Герман был сыном художника Николая Ионина, ученика Петрова-Водкина. По внешности – смесь Базарова и Горького; Базарова он прекрасно представлял, особенно читая или комментируя сцену его встречи с Павлом Петровичем Кирсановым, когда красная грубая ладонь, показавшись на мгновение, опять ныряет в карман или за спину. Высокий, чуть сутулый, в круглых очках с толстыми стеклами и в одном и том же детдомовском костюмчике с короткими брюками и, кажется, с бахромой внизу. Один и тот же галстук с блестками, такие тогда продавали цыгане, рубашка с загнутыми концами воротничка; внешний вид сигнализировал о пренебрежении к плоти во имя дышащего полной грудью духа. Эдакий грубовато скроенный народник – не хватало толстовки или поддевки, чтобы образ столетней давности ожил и загремел бушующим басом над головами учеников.

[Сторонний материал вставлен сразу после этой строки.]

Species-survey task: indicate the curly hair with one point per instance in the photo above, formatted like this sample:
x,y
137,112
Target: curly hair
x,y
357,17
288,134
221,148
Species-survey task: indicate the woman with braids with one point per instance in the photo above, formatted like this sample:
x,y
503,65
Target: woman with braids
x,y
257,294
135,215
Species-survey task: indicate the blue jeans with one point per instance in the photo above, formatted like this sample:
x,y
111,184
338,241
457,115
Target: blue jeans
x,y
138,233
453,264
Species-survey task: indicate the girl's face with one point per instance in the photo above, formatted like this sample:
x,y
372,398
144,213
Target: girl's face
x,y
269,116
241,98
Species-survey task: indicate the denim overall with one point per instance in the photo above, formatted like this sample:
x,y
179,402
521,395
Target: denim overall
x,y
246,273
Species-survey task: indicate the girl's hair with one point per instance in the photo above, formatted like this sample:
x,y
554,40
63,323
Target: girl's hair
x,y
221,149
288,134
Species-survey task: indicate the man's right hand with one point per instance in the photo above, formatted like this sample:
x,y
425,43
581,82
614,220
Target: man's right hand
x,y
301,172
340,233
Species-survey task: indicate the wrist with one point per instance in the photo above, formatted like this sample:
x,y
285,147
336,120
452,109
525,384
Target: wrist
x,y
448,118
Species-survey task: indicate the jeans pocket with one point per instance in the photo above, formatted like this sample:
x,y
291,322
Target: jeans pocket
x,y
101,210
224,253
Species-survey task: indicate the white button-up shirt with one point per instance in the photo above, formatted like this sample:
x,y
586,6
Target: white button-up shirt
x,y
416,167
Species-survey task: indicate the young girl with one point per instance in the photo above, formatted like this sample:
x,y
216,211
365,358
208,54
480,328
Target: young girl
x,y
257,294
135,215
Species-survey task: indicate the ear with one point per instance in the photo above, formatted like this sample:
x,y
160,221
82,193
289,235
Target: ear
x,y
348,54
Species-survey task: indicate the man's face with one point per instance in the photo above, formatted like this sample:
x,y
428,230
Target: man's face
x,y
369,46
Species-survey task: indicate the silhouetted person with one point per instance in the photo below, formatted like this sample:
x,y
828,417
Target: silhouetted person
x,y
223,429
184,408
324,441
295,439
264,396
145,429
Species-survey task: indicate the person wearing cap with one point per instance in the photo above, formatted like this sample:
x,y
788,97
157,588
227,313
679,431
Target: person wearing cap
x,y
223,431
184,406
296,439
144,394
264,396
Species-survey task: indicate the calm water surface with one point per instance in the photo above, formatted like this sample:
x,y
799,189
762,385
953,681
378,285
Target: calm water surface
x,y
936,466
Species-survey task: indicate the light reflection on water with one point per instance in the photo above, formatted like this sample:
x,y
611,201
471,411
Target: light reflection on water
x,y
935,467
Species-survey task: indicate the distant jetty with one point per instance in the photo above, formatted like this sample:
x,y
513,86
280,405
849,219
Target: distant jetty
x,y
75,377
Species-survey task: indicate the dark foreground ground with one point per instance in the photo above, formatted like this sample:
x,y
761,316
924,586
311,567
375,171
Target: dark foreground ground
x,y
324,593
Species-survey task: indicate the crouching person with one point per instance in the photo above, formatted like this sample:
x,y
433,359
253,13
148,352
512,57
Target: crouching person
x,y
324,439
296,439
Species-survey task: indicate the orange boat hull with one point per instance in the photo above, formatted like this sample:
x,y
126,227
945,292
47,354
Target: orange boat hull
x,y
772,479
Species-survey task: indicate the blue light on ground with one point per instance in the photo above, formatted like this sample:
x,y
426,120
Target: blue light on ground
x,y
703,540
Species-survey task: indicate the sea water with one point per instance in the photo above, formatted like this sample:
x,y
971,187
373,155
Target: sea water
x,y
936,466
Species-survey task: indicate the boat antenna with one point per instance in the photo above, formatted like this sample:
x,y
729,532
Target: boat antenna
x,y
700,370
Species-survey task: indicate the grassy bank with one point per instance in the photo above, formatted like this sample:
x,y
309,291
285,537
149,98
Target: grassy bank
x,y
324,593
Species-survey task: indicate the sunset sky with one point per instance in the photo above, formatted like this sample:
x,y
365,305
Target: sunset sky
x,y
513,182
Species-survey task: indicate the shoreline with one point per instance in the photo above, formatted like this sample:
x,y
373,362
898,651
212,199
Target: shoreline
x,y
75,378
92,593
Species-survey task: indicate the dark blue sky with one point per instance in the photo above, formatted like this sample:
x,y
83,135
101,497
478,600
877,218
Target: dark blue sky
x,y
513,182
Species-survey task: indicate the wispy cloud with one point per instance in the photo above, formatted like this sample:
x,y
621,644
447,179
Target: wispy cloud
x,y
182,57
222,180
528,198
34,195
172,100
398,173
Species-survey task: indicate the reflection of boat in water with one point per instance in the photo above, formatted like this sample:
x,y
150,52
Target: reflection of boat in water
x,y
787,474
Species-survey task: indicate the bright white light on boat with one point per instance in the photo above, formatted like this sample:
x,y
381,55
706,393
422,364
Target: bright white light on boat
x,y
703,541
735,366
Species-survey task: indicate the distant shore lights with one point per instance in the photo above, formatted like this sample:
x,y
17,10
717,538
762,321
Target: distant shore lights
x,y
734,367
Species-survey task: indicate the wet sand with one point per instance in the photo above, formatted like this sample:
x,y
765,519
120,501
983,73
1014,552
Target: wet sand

Руки, точнее даже, пальцы Германа постоянно аккомпанировали его громогласным речам: то палец, как дирижерская палочка, многозначительно взлетал вверх, становясь указующим перстом; то пальцы обеих рук упирались в стол, он наваливался на них, и их изгиб передавал волнение, возмущение, восторг. Еще один характерный жест – протянутая рука с загнутыми вверх крупными пальцами, которая указывает на лежащий на подоконнике портфель с просьбой убрать его; Герман морщится, он священнодействует, он создает акустику. И никакого намека на иронию – ужасающая серьезность и торжественная искренность.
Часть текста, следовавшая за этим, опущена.